McLuhan estava com razão quando dizia que a tecnologia se tornou uma extensão do corpo, seu prolongamento - e por isso o afeta, moldando também as mentes que o gerem. Com a revolução da tecnologia eletrônica, não são só os meios que transformaram, mas o próprio homem entrou em metamorfose. Com o novo universo globalizado, McLuhan tem razão, tudo se torna mais rápido e mais frouxo, mas também menos privado e menos sectário. McLuhan - ele também um “literato” que estudou em Cambridge, devorou os grandes clássicos e estudou Teilhard de Chardin - foi influenciado pelas ideias do teólogo francês, que via nessa grande malha tecnológica uma espécie de manifestação da divindade; mas, apesar disso, não se deixou seduzir, nunca, pelas especulações místicas e se comportou, sempre, como um cientista.
EXTENSÕES – Em 1964, McLuhan publicou um livro chamado Understanding Media (Os meios de comunicação como extensões do homem), um dos clássicos da comunicação – mais discutido do que lido, mais desprezado do que estudado.
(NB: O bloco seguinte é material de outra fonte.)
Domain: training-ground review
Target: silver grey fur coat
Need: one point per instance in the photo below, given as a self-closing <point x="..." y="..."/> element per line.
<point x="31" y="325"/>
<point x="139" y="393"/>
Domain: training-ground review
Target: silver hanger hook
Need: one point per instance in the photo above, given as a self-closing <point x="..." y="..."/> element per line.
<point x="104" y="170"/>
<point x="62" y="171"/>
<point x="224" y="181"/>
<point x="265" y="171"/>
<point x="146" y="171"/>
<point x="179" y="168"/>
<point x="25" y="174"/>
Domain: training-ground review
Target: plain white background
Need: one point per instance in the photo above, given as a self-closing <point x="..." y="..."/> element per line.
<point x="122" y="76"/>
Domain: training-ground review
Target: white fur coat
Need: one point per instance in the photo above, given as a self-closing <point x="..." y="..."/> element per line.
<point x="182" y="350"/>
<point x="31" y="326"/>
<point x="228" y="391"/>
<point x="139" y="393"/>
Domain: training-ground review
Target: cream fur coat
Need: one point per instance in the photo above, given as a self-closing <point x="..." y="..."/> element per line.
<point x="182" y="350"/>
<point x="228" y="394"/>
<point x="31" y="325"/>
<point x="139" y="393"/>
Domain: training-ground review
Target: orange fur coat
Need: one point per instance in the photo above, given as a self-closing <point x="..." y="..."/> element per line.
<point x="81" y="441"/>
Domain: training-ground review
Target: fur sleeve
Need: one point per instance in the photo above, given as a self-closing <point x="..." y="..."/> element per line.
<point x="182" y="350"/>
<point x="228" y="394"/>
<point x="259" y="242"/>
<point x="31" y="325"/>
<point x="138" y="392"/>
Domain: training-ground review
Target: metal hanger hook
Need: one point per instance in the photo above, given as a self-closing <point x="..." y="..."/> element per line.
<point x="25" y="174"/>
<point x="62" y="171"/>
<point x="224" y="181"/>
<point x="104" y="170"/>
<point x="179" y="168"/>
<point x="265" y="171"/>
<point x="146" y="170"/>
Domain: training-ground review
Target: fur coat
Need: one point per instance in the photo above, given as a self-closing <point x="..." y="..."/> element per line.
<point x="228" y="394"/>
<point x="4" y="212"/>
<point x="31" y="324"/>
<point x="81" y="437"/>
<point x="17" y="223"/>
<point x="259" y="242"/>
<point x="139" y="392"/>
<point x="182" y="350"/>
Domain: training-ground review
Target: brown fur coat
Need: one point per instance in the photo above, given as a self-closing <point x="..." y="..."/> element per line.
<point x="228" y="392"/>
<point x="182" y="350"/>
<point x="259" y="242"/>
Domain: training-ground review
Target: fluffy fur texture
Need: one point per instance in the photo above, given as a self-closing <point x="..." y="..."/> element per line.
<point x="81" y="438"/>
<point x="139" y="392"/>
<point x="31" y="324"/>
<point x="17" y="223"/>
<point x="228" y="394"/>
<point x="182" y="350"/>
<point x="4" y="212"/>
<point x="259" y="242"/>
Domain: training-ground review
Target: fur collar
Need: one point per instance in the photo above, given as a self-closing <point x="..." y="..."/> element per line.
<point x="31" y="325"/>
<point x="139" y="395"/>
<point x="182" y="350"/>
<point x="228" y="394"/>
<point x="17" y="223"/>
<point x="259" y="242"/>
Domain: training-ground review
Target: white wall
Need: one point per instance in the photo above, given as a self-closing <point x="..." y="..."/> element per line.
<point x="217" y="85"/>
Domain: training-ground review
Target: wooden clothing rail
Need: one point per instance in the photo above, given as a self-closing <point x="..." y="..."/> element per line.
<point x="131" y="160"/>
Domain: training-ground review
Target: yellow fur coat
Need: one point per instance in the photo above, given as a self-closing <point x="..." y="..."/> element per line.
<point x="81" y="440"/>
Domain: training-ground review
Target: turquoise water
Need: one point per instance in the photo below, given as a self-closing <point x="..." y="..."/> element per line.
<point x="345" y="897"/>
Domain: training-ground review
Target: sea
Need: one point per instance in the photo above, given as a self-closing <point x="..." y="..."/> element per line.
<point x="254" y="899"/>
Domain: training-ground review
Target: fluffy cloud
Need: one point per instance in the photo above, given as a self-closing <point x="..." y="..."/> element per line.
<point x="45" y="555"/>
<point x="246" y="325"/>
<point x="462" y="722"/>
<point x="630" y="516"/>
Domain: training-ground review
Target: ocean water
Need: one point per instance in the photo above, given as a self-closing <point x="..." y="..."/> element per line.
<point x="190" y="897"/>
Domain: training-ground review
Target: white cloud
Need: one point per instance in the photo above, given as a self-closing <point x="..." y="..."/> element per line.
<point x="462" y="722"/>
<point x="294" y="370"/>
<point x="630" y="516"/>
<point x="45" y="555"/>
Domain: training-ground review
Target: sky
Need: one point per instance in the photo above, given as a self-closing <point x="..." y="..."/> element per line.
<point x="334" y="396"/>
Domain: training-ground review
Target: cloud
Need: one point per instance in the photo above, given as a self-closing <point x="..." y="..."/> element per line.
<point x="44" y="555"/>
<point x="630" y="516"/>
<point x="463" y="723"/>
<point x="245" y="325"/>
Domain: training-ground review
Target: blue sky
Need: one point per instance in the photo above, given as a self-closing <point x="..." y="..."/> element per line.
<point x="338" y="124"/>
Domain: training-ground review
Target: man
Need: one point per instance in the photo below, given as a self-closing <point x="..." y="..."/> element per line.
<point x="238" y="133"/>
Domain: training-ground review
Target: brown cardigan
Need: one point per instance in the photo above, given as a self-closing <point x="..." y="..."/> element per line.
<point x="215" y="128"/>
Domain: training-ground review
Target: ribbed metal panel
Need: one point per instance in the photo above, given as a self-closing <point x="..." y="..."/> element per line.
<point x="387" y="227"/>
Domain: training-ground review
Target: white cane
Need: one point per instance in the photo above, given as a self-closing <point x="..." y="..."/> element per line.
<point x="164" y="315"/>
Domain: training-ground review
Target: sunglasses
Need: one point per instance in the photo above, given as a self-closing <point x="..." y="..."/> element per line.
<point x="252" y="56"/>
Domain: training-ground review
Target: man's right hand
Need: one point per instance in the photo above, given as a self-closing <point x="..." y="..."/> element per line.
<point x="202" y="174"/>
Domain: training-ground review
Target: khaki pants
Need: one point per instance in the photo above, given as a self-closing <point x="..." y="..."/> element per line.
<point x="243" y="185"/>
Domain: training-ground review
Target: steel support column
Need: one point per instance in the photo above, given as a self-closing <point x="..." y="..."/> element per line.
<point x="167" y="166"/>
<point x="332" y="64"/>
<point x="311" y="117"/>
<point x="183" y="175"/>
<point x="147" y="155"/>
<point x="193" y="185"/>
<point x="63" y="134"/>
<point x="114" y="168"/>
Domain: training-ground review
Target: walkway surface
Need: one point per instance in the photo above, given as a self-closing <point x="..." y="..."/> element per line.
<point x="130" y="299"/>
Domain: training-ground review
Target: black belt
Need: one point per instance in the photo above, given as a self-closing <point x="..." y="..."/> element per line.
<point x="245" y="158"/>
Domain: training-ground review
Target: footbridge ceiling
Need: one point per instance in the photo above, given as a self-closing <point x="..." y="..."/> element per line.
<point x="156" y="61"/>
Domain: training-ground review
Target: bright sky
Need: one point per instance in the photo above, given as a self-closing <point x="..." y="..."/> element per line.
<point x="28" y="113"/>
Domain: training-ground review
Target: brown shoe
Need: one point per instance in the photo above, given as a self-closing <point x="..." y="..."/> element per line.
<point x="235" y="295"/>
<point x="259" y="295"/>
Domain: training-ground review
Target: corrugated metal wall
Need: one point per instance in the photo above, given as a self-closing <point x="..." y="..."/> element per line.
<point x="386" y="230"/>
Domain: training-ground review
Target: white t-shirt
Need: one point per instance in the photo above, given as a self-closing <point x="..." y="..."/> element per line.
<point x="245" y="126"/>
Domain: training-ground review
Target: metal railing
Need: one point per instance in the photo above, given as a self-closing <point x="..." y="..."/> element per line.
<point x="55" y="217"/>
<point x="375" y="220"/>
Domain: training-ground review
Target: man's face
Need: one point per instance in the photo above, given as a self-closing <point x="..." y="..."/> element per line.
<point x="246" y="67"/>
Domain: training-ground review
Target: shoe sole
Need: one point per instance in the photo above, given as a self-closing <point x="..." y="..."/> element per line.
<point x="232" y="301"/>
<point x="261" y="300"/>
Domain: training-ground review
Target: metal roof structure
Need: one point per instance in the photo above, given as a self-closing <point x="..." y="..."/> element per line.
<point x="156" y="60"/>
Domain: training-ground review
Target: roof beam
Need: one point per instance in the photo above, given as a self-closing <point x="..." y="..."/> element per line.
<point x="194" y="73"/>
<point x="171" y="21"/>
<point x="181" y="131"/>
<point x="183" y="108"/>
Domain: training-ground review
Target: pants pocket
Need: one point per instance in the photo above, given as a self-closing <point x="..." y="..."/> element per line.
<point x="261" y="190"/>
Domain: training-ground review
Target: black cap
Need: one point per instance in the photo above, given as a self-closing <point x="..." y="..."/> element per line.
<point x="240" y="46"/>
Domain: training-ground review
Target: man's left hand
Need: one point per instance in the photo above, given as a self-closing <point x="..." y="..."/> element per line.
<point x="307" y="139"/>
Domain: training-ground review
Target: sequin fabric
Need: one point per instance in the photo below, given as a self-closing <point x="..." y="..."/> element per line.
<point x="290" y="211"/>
A grande novidade do autor em relação à educação é o enfoque, baseado em suas teorias sobre comunicação – mais uma vez, adiantando-se à criação de um campo de estudos, Comunicação e Educação, que só seria explorado na década dos 90. "Em nossas cidades, a maior parte da aprendizagem ocorre fora da sala de aula. A quantidade de informações transmitidas pela imprensa excede, de longe, a quantidade de informações transmitidas pela instrução e textos escolares", explica McLuhan, em seu livro Revolução na Comunicação.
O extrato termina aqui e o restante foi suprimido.